By Arjun Chandran
For most people communication is a necessity, imperative for connecting with others and sharing our thoughts, feelings, and emotions. However, those with neurological conditions often find it extremely difficult or cumbersome to fulfill this basic human necessity. To help those struggling with communication difficulty, a team of researchers from UC Berkeley and UC San Francisco has worked on a way to convert brain waves into speech using neural networks.
Traditional methodologies for communication devices often rely on nonverbal movements, or computer brain interfaces, that allow the user to pick letters one by one to spell out what they want to say. Although these methods work, they are often hard to use, inconvenient and slow. Rather than go letter by letter, researchers decided to focus on vocal tract movements, and the sounds produced, to mimic the rate at which natural speech occurs. The researchers accomplished this using two neural networks. The first neural network (stage 1) is responsible for converting neural activity into their associated vocal tract movements.
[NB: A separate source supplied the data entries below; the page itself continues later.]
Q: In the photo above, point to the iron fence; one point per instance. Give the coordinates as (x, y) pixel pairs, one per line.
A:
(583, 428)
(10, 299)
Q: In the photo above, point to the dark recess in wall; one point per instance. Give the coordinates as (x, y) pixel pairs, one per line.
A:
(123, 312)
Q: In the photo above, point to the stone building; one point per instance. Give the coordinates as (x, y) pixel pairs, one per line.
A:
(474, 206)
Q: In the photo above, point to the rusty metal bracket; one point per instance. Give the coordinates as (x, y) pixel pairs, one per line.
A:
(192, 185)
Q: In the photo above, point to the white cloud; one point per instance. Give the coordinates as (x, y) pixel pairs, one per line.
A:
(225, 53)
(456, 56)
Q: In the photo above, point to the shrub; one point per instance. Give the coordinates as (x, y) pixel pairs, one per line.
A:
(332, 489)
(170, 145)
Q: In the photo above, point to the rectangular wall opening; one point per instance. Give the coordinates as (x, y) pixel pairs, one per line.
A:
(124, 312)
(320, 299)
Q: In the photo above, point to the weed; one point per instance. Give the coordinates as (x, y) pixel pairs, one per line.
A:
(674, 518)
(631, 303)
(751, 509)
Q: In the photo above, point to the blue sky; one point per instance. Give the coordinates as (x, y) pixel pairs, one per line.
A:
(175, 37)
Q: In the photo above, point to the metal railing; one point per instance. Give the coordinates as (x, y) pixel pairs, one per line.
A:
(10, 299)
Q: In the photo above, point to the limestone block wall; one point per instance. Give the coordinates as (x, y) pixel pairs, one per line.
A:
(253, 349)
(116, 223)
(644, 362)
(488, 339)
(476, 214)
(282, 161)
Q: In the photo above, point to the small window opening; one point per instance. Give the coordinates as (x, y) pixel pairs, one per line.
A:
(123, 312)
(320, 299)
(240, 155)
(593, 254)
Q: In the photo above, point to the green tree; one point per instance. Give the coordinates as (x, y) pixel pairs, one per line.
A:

This network was trained on the neural activity (located in the ventral sensorimotor cortex (vSMC), superior temporal gyrus (STG) and inferior frontal gyrus (IFG)) of five epilepsy patients who were tasked with speaking several hundred sentences aloud. The second neural network (stage 2) is responsible for converting vocal tract movements to their associated sounds and was trained on the output of the first neural network.
To test the efficacy of this method, researchers had two groups of listeners reconstruct pre-determined sentences generated by the neural prosthetic. The results showed that while the system was not perfect, listeners were able to do a fairly good job at reconstructing the correct sentences. Although the researchers trained the stage 1 neural network on individuals with the capability to speak, these stage 1 neural networks were highly conserved across all speakers. This allows for the direct application of a trained stage 1 neural network onto an individual who cannot communicate, which (when combined with a stage 2 neural network) provides them with a speech prosthetic that is more intuitive to learn and easier to use when compared to traditional speech prosthetics.
Ultimately, by demonstrating the viability of this two-stage process, these researchers have laid the foundation for the production of easy to use and efficient speech prosthetics. This would drastically improve the quality of life of individuals who have lost the ability to speak or communicate due to injury or disease, by returning a once lost, free-flowing, voice to those that need it the most.
Anumanchipalli, Gopala K., et al. “Speech Synthesis from Neural Decoding of Spoken Sentences.” Nature News, Nature Publishing Group, 24 Apr. 2019, Retrieved from www.nature.com/articles/s41586-019-1119-1.